Plusieurs limites doivent néanmoins être intégrées à l’analyse du tableau de bord. Une rédaction claire peut être soupçonnée à tort, surtout si elle utilise des listes, des titres courts ou une grammaire régulière. À l’inverse, un texte entièrement automatisé peut échapper aux signalements s’il imite correctement un témoignage personnel. Le bouton mesure une perception collective ; il ne révèle ni le logiciel employé ni la proportion exacte de phrases générées.
La procédure de signalement sur LinkedIn
- Repérer la publication ou le commentaire considéré comme artificiel, générique ou publié en masse.
- Ouvrir le menu à l’aide des trois points situés dans l’angle supérieur du contenu.
- Choisir « Seems like AI slop » parmi les motifs proposés.
- Valider le retour en tenant compte du contenu complet et de son contexte de publication.
- Réserver les autres catégories de signalement aux infractions distinctes, comme le harcèlement, la fraude ou l’usurpation.
Cette procédure sépare donc l’AI slop des contenus manifestement illicites ou dangereux.
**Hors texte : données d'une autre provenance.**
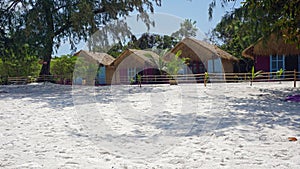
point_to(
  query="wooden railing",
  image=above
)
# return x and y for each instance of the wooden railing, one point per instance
(218, 78)
(156, 79)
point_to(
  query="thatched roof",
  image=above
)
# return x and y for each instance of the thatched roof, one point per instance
(272, 46)
(201, 50)
(143, 56)
(100, 58)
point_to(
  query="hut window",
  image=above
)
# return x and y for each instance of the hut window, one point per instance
(131, 72)
(277, 62)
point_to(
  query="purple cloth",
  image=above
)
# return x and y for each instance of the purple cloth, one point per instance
(294, 98)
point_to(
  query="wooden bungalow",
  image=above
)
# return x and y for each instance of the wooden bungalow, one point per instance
(272, 54)
(130, 63)
(98, 64)
(203, 57)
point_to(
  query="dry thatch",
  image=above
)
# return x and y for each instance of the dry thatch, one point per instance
(141, 56)
(197, 49)
(101, 58)
(272, 46)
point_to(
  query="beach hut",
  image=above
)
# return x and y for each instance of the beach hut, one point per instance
(272, 54)
(97, 63)
(203, 57)
(130, 63)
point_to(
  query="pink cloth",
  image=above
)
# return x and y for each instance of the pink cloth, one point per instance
(294, 98)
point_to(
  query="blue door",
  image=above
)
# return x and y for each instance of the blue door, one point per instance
(101, 75)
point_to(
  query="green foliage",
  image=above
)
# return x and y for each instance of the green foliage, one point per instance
(45, 24)
(20, 64)
(188, 28)
(233, 34)
(268, 16)
(279, 73)
(176, 63)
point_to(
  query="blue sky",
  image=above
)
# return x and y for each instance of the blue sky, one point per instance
(169, 16)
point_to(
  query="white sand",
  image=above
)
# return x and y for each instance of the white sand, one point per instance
(184, 126)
Un texte banal généré par une machine n’entre pas automatiquement dans les catégories de fraude ou de désinformation. Le classement distinct permet à LinkedIn de collecter un signal éditorial exploitable sans assimiler chaque usage de l’intelligence artificielle à une violation grave de ses règles.
Pourquoi LinkedIn veut identifier les contenus générés par l’IA
LinkedIn accueille des publications professionnelles, des offres d’emploi, des analyses sectorielles, des commentaires et des messages commerciaux. Cette diversité favorise l’utilisation d’outils génératifs capables de préparer une publication en quelques secondes. Une consigne simple suffit à produire un texte structuré sur le management, la cybersécurité, le recrutement ou la transformation numérique.
Le problème apparaît lorsque la facilité de production entraîne une hausse du volume sans augmentation équivalente de l’information utile. Des publications reprennent les mêmes formules, les mêmes listes de conseils et les mêmes appels à l’engagement. Le fil d’actualité peut alors privilégier une activité apparente qui repose sur des textes interchangeables. Cette dynamique réduit la visibilité des retours d’expérience précis et des analyses documentées.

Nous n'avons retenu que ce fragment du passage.